It’s been about a year and a half since ChatGPT dropped, and honestly the pace has been ridiculous. We went from “can this thing write a decent email?” to models that can reason about code, images, and complex docs all at once. Capabilities are advancing faster than most orgs can even absorb them.
I’ve spent this period helping teams figure out how to integrate AI into their engineering practices. And I’ve noticed some patterns — what tends to work and what definitely doesn’t.
The variance across teams in the same org is wild. Some have fully integrated AI into their daily flow and are seeing real productivity gains. Others haven’t changed a thing. And the difference isn’t technical sophistication. It’s leadership.
Every team that’s adopted AI well has at least one person — usually a senior IC or tech lead — who actually invested time learning the tools, figured out practices that work, and modeled it for everyone else. Adoption spreads through demonstration, not mandates. Top-down “everyone must use Copilot” stuff generates compliance without learning. When people see a respected engineer they trust actually using these tools well, that’s when it catches on.
I wrote about this possibility a couple years ago, and now I’m watching it happen. The tasks AI handles well — boilerplate, pattern implementation, docs, tests — are exactly what junior engineers used to learn through.

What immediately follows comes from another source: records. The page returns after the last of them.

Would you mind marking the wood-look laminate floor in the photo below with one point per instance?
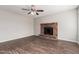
(34, 44)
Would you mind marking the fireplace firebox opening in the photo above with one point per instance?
(48, 30)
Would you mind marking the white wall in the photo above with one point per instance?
(78, 25)
(67, 24)
(13, 26)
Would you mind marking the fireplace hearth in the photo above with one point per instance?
(49, 30)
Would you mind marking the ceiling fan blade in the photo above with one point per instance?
(25, 9)
(37, 14)
(40, 10)
(29, 12)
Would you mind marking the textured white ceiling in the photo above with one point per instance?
(48, 9)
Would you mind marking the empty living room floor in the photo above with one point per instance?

So how do they build foundational skills when that on-ramp is getting automated? We haven’t solved it yet. But I’m seeing some approaches that seem promising.
Pair programming with AI instead of removing juniors from the coding process. The junior drives, uses AI for suggestions, but has to understand and evaluate every line. That preserves the learning while speeding things up.

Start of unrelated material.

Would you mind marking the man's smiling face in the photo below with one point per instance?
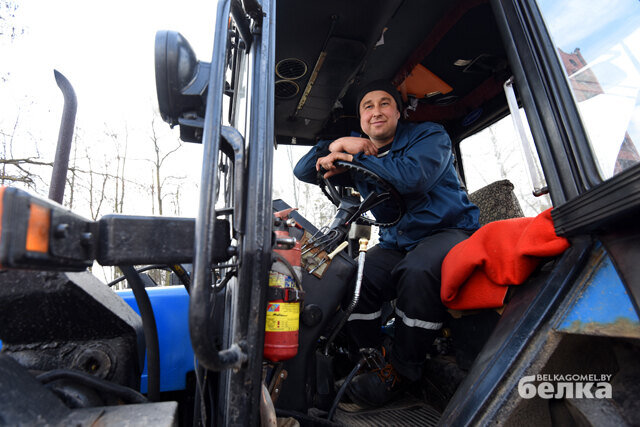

Review skills matter more than ever. If more code is AI-generated, the ability to critically review it — not just correctness but design, security, performance, maintainability — becomes the judgment muscle that actually compounds over time.
And there’s an opportunity to get junior engineers into system-level thinking earlier. With AI handling more of the function-level stuff, architecture discussions and design reviews are where human reasoning still dominates. That’s where they can accelerate.
This is where things get messy. AI is creating demand for capabilities most orgs don’t have yet.
Model serving at scale — when you move beyond prototypes to production AI features, you need reliable, low-latency model serving. GPU management, request batching, model versioning, graceful degradation. Non-trivial systems work.
Cost management. AI API costs are a new line item and they surprise people. I’ve seen teams launch features without understanding cost per request and then discover they’ve committed to a $50K/month API bill. Oops.
Evaluation pipelines. AI outputs are probabilistic. Measuring quality is harder than traditional features. You need test datasets, quality metrics, regression detection — automated eval pipelines or you’re flying blind.
And the most effective enterprise AI apps I’ve seen are the ones grounded in organizational data. Docs, code, tickets, architecture. Building pipelines to extract, process, and serve that context to models is a serious infrastructure investment.
Through all of this, I keep landing on the same thing: be honest about what you know and what you don’t.
We don’t know how capable these models will be in two years. We don’t know which jobs get hit hardest. We don’t know which architectural patterns will stick. Anyone claiming certainty about the AI trajectory is either selling something or kidding themselves.
What we can do is build organizational muscle for adaptation. Invest in learning. Create space for experimentation. Measure honestly. Be willing to change course when the evidence warrants it. And be transparent with your teams about the uncertainty.
The leaders who navigate this well won’t be the ones who predicted the future. They’ll be the ones who built orgs that could adapt to whatever showed up.